Technology companies are attempting to offer banking products and services without being subject to the same oversight as banks. Most recently, Facebook announced it was launching a digital currency and money transfer business without addressing basic consumer protections, privacy concerns or law enforcement requirements. In addition to “fintech” charters, Bigtech companies are also pursuing access to the banking system through a historical quirk in the banking laws known as the “ILC loophole.”
ILCs are state-chartered institutions that can engage in the full range of banking activities, like taking deposits and making loans. But unlike banks, they are generally not subject to the federal Bank Holding Company Act, which means their parent company is not subject to any federal supervision, regulations or standards. For this reason, there has historically been considerable opposition to the charter, and that is why Congress has often decided to place limits on ILCs. Consumer groups like the National Consumer Law Center and the Consumer Federation of America have also traditionally opposed the ILC charter due to concerns about risk to the Deposit Insurance Fund. Bigtech company ownership of an ILC introduces a new concern: that consumer data, including sensitive personal financial information, will be inadequately safeguarded and used in inappropriate and unauthorized ways.
BPI is concerned about Bigtech firms’ attempt to exploit loopholes to gain access to consumers’ financial data, in addition to the personal data that they already control. Additionally, BPI is concerned that a lack of regulatory oversight could pose systemic risks.
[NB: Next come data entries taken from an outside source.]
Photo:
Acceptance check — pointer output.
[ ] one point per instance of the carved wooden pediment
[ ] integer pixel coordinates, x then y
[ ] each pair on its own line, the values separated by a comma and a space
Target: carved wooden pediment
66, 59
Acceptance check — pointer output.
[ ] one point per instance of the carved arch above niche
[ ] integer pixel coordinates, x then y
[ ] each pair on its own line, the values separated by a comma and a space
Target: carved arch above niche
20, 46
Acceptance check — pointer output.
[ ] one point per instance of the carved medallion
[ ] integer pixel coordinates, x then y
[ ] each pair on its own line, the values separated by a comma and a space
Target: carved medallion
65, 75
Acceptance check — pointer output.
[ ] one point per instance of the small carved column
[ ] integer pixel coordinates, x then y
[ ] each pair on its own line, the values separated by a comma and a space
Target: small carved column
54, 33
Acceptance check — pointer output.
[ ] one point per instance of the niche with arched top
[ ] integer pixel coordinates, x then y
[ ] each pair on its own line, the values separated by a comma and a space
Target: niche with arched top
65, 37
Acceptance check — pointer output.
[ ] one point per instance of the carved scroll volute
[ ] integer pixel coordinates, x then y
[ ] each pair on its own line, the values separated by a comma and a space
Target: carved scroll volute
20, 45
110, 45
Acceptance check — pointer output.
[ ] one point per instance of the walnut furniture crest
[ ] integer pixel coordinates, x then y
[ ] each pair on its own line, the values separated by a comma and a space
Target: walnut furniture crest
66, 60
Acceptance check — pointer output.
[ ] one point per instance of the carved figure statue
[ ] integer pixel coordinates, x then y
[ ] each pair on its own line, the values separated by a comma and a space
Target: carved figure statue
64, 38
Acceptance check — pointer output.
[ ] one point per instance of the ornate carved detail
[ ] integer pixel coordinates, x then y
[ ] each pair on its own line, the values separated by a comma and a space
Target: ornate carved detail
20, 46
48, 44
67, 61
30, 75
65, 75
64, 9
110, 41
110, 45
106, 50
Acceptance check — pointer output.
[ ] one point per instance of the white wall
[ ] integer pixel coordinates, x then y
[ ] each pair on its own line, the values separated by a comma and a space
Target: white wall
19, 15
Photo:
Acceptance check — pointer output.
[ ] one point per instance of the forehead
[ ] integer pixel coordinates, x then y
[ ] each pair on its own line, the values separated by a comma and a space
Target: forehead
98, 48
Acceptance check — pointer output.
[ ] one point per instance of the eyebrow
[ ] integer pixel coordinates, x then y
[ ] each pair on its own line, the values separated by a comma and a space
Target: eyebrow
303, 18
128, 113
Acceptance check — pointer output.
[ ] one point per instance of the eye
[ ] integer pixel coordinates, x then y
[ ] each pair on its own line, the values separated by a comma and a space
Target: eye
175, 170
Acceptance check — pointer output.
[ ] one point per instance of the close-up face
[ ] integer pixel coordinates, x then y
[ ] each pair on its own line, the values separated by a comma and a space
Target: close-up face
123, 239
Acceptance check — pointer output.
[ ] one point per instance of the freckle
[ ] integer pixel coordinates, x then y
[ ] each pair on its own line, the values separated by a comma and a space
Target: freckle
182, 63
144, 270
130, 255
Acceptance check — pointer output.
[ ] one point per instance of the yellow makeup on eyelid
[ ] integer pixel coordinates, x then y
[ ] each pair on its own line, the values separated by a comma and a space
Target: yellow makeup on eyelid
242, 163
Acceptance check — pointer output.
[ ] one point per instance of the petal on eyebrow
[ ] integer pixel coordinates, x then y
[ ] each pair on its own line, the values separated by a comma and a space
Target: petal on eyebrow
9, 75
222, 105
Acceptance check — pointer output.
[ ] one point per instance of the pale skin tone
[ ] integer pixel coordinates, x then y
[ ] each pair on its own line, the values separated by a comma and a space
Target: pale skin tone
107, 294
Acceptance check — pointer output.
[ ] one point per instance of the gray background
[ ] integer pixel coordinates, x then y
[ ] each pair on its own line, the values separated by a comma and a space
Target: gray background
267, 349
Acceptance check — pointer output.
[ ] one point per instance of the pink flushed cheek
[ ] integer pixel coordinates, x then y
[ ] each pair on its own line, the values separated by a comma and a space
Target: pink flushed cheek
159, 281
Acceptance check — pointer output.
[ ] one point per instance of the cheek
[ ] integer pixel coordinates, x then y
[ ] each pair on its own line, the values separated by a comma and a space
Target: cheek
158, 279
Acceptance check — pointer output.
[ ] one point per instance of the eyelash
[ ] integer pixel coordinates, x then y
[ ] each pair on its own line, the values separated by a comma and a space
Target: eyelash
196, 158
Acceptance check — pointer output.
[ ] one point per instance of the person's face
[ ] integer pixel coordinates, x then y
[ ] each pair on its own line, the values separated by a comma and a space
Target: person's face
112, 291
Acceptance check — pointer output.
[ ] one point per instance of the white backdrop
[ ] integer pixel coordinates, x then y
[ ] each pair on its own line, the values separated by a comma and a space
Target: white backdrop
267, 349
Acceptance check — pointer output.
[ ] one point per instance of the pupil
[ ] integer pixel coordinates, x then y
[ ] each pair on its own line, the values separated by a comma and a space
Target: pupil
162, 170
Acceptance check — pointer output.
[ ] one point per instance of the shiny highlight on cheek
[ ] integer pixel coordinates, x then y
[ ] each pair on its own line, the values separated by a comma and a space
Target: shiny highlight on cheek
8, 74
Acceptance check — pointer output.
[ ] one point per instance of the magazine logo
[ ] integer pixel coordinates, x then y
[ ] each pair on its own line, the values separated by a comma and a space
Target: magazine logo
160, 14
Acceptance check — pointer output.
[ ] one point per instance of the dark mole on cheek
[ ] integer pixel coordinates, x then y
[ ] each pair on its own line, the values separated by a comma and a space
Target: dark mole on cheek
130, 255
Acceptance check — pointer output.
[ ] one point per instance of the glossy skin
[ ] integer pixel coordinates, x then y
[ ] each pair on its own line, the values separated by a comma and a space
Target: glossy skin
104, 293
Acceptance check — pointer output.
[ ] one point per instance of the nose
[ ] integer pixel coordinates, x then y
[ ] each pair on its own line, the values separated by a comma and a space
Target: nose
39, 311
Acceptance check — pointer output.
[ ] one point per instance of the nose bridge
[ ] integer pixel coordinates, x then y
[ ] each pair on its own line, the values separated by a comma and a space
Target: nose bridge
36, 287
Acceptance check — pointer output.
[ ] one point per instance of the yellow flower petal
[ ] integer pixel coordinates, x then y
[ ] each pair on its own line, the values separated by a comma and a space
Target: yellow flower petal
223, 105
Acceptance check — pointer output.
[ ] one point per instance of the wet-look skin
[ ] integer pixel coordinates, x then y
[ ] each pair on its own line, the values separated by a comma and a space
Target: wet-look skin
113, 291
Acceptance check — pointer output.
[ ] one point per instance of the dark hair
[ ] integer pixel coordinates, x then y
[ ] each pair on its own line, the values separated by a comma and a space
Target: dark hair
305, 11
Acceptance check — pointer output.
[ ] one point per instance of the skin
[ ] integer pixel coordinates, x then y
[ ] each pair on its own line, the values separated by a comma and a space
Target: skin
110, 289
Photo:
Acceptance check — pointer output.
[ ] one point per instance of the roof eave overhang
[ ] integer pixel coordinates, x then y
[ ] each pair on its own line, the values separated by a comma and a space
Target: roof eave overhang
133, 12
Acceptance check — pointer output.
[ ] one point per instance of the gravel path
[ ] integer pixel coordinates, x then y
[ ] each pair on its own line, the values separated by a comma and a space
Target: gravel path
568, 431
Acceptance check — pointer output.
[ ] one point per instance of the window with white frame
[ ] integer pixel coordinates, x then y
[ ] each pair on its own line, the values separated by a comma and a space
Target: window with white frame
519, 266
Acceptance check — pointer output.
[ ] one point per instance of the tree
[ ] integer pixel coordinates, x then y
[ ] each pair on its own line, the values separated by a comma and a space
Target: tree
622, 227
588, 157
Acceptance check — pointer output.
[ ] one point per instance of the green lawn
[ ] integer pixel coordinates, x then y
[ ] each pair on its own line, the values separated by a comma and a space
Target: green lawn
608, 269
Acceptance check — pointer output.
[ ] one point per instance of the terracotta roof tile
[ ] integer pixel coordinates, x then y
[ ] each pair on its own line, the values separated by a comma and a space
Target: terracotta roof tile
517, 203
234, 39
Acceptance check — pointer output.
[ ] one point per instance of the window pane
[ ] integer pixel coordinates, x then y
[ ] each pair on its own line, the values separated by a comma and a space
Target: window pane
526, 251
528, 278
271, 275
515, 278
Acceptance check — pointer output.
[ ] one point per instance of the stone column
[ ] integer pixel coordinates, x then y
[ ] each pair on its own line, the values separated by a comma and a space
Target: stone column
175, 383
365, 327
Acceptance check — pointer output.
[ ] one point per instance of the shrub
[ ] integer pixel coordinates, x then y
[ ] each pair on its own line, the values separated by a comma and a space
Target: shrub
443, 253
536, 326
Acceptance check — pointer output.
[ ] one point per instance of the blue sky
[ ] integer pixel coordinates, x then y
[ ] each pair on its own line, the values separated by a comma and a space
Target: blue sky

Consumer privacy & data security at risk
Bigtech firms owning ILCs raise serious concerns about the use, privacy, and security of customer information. The unprecedented scale of customer information—central to the economic relationship between a Bigtech firm and its ILC—will have significant implications for consumers currently protected under federal banking law. And this reliance could lead to discriminatory pricing and provisioning of both banking services and consumer products based on data flowing between the ILC and non-financial affiliates. For information-based commercial firms that rely upon data to grow their businesses, this reliance could also impair an arm’s length relationship between a commercially-owned ILC and its parent firm, creating conflicts of interest. Banks have a strong and lengthy record of abiding by a robust and strict consumer data protection law, the Gramm-Leach-Bliley Act. Conversely, commercial firms with data-driven business models have often fallen short in prioritizing privacy best practices.
Systemic risk also a concern
Large non-financial corporations would also pose challenges to state regulators’ ability to supervise a sprawling commercial parent firm, which could undermine the safety and soundness of the financial system, especially given ILCs’ access to the Fed’s payment system. Bank holding companies, supervised by the Federal Reserve Board, are subject to a panoply of regulations and robust oversight. ILCs are not, and therefore:
- not subject to prohibitions on conducting nonfinancial activities that can expose the financial system to risk
- not subject to Federal Reserve regulation (capital, liquidity, stress testing, etc.) for the parent company or affiliates
- not subject to on- and off-site examinations or enforcement
Recognizing that many financial institutions already operate through an ILC, the most effective policy would be to re-impose the (expired) regulatory moratorium on new ILC charter issuance that was included in Dodd-Frank. As a matter of fairness, Congress should ensure that any restrictions on Bigtech firms owning ILCs do not undermine the ability of existing ILCs to continue to operate their business.